I just read this blog post from Seth Godin
, and immediately my thoughts turned to selling cars. Seth is basically stating that too much emphasis is placed on the end of the process and not enough on the beginning.
Look at your sales process. In my mind successful car salespeople always spent more time outside (on the lot) than inside (presenting the numbers). If a sale is set up correctly, on the right car, the close is so much easier. I know that there may be unforeseeable circumstances (upside down on the trade, for example) but a salesperson should never hold their breath hoping that a payment will sell a car. It doesn’t happen. How many times have you gotten a hug after presenting a trade number?
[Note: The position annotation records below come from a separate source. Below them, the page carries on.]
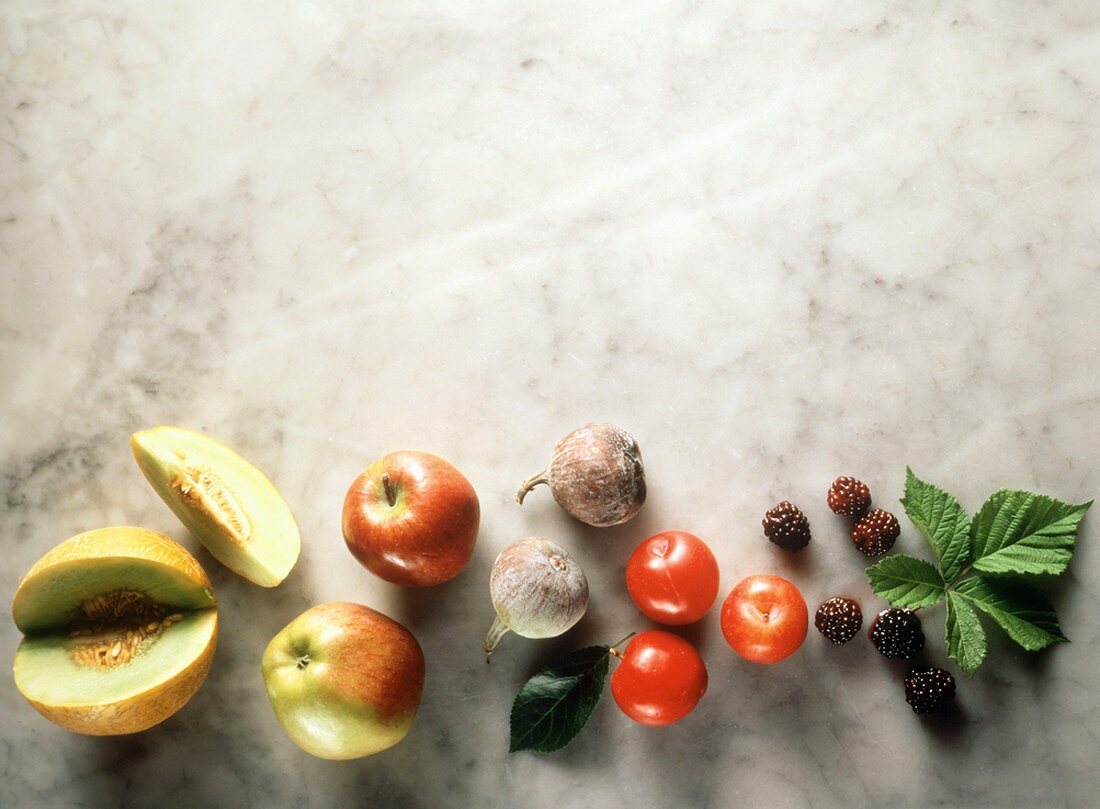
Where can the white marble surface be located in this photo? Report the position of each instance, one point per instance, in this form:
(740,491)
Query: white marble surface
(777,241)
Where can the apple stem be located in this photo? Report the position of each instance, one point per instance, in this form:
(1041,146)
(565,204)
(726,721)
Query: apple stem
(388,485)
(531,482)
(493,638)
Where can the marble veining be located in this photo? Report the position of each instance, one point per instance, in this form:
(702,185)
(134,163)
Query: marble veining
(777,241)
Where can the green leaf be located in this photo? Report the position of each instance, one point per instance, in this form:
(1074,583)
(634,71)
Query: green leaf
(966,640)
(554,704)
(1024,533)
(943,522)
(906,581)
(1020,609)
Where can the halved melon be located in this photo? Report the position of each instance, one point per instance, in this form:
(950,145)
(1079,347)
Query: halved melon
(223,500)
(120,627)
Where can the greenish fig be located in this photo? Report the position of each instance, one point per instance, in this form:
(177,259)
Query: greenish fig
(538,590)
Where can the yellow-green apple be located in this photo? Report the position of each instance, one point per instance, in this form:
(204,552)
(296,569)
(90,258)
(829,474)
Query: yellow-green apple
(344,680)
(411,518)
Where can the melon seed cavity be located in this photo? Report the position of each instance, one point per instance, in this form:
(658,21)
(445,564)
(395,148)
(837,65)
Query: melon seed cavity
(205,491)
(119,626)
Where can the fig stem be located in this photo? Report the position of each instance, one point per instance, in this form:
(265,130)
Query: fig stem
(614,647)
(542,477)
(388,485)
(493,638)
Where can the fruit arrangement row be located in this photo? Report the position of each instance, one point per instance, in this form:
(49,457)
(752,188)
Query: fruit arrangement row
(120,624)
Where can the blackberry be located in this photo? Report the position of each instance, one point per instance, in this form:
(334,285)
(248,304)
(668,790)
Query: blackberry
(897,633)
(839,620)
(849,498)
(787,526)
(928,689)
(876,533)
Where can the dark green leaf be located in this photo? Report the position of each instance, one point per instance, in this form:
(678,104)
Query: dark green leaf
(943,522)
(1020,609)
(966,640)
(906,581)
(1024,533)
(553,706)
How much of your sales process takes place before you even greet the guest? Think about it. Once, while training a new sales consultant, we watched another salesman take an up. The body language was begrudging at best. He walked up with his hands in his pockets and greeted the customer. I asked the trainee if he thought the salesperson was going to sell the car. The salesperson was outside talking to the customer for fifteen seconds, turned around, and came inside. I asked him what happened and he mumbled something about ‘just looking’ on the way to his desk. Who influenced the outcome of that sale?
In every sales meeting in every dealership almost every week across the country someone is preaching attitude. There is a reason for this. Your outlook before you reach a customer may be more important than what you say when you get there. What do you think?